Data & Sturcture
Corpora in LCP
In LCP, a corpus is modeled as connected layers: at least three layers must represent (i) ordered units, (ii) ordered collections of said units, and (iii) unordered collections of the latter. Prototypically, these three units correspond to words/tokens, sentences/utterances, and texts/documents.
Layers can have any number of attributes for annotation purposes, and corpus authors can define additional layers to model further embedding or dependency relations. This means that the smallest layer (i) may contain not just raw tokens, but also lemmas, POS tags, dependency grammar functions, morphological information, as well as arbitrary, user-defined features or metadata.
The diagram in the figure below shows the structure of a corpus created from the Open Subtitles corpus, which currently contains approximately ten billion words. Layer (i) represents individual tokens, each of which has a form, lemma and part-of-speech tag. Groups of these tokens comprise sentences (layer ii) which are themselves contained in movies (layer iii); a parallel layer models the dependency relations between tokens, allowing complex lexicogrammatical queries.
A simple command-line interface allows users to submit corpora to LCP as standard CSV tables along with JSON metadata (for private or public use). This data is converted and stored in a high-performance PostgreSQL database, making it possible to quickly query and obtain example sentences and statistical results from corpora containing billions of words.
Data Model
A key goal of LCP is to allow storage of very diverse corpora (simple and richly annotated; text-based and audiovisual; hundreds to billions of words) within a common structure, and to provide interfaces that allow querying these corpora for linguistic information via both web-browser and API. To that end, LCP models all corpora in a similar way. All data and annotations stored according to this data model are linearized and unambiguously positioned along at least one of three dimensions.
Dimensions
Annotations and data must be aligned along at least one of three dimensions:
- Text: traditional text corpora, comprised of (generally large amounts) of text data and annotations;
- Time: audio/video corpora, where words are positioned along a timeline;
- Space: multimodal corpora, where text is positioned on spatial coordinates, such as a position on a page.

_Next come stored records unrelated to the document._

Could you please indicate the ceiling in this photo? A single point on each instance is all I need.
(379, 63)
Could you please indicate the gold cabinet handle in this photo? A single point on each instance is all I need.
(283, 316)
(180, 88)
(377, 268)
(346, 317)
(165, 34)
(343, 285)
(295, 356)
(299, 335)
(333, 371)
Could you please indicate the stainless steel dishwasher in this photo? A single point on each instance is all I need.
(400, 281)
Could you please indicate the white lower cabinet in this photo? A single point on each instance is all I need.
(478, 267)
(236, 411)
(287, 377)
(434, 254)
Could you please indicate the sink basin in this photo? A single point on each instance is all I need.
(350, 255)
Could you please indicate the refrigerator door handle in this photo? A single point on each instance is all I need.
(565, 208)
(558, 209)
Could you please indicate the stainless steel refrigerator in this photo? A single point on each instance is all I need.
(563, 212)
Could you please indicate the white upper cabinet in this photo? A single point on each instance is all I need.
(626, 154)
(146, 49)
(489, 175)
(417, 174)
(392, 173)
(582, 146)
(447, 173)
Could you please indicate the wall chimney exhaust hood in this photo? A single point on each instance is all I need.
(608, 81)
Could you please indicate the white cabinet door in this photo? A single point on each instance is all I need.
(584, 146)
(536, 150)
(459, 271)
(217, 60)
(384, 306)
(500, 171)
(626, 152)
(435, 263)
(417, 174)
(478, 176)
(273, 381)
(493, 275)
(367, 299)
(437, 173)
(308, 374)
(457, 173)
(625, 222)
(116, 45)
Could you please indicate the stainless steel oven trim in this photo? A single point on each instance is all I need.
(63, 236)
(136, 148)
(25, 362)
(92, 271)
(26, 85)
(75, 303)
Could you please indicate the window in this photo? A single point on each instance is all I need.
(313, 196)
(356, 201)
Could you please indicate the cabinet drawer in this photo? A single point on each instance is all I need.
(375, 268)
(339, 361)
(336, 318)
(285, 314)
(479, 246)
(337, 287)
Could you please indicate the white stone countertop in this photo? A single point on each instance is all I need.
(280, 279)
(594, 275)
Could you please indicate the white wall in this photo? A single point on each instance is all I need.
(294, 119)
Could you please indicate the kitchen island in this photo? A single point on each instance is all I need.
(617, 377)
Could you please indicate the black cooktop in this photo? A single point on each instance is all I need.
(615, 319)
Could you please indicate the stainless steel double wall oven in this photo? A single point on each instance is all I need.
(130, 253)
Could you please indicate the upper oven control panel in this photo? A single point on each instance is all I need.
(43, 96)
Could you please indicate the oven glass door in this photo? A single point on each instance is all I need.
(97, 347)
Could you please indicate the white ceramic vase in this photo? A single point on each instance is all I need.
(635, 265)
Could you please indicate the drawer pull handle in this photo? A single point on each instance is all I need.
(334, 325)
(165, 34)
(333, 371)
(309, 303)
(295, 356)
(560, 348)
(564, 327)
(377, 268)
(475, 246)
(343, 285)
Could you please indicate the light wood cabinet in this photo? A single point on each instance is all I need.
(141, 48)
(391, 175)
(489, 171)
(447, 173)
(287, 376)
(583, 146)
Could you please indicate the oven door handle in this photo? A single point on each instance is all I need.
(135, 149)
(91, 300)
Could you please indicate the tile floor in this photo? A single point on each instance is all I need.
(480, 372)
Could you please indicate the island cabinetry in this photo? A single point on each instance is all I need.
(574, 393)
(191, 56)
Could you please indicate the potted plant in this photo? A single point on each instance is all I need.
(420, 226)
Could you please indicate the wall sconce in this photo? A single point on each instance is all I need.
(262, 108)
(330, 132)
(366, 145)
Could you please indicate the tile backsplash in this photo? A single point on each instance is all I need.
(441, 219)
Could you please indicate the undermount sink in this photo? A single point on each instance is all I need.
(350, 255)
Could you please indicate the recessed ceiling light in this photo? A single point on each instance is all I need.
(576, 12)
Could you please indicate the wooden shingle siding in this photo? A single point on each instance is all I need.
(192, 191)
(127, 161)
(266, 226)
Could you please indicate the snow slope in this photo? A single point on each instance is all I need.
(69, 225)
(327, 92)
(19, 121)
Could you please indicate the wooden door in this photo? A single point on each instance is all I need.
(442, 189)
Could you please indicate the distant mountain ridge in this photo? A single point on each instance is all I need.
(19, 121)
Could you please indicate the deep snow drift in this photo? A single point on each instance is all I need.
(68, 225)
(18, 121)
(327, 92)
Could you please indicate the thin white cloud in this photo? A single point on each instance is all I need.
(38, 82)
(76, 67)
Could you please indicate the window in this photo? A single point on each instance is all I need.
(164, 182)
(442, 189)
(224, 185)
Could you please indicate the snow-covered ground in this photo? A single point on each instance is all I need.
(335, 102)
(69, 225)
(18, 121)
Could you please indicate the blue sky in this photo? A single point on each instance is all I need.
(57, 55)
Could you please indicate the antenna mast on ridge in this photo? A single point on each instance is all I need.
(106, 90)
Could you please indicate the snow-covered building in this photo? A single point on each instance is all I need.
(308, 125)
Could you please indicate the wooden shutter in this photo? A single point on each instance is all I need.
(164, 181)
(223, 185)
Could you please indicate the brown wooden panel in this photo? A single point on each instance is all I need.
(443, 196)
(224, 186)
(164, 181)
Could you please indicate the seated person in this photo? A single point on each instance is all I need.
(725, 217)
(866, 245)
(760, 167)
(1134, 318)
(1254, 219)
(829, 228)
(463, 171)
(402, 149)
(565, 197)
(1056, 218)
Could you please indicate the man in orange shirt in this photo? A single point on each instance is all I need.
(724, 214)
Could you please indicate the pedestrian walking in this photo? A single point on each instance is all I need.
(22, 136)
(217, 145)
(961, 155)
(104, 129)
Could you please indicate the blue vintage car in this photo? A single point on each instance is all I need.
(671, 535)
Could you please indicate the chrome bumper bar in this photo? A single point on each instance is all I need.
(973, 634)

These are explained in more detail below.
Textual dimension
An entity being aligned to the text dimension simply means that the entity has a textual representation - e.g. tokens in a conventional text corpus: LCP conceptually flattens all text in a corpus (= all text is concatenated into one large "string"), and gives each Token its single, unambiguous spot, that can be described by means of a start and end position in that text stream is computed. These positions allow for quick and simple comparisons between Tokens (e.g. does Token B follow Token A?), as well as other Layers that are textually anchored (e.g. 'does Document X contain Token A?').
Temporal dimension
Entities that can be temporally located are aligned relative to the time axis. E.g. in a video corpus with annotated gestures, each Gesture has an unambiguous start and end time point relative to the video (in fact, if the corpus contains several videos, then all videos are put in a (potentially arbitrary) sequential order and all entities are positioned relative to the global start point).
Spatial dimension
Lastly, entities can occupy a section on a 2-dimensional plane: E.g. on a scanned medieval document, each Token can be unambiguously located by its x- and y-coordinate.
It is important to understand that layers can have several anchorings: In a transcribed speech corpus, Tokens are located in the text dimension on the one hand, and they occupy also a position along the time axis (of course only if this time information has been annotated on the token level); thus, they can serve as a "link" between the two dimensions, and queries where purely temporal and textual entities are combined become possible: Show me all Tokens of form X that overlap with a Gesture Y.
Layers
A layer is an abstract class of things: Token is an example for a layer; it contains all instances of tokens. Through a layer definition, users can specify which attributes (see below) individual instances of it can or must have: E.g. a Token must always have form; or a Gesture must always have one of the types [X, Y, Z]. Layers are defined in the Corpus Template. Though arbitrary names can be used, we use Document for documents, Segment for sentence segments and Token for tokens in the examples. As a convention to distinguish between layer names and e.g. variables in DQD queries, layer names are expected to start with an uppercase character.
Attributes
Attributes are also defined in the Corpus Template and thus their naming is for a corpus creator to define. As a standard set, we use form for word forms, lemma for lemmas, upos for Universal part-of-speech tags, and morph for Universal features. Attributes stored as Meta Data are mapped to regular attributes unless a native attribute with the same name exists. In that case, the meta attribute needs to be explicitely referenced.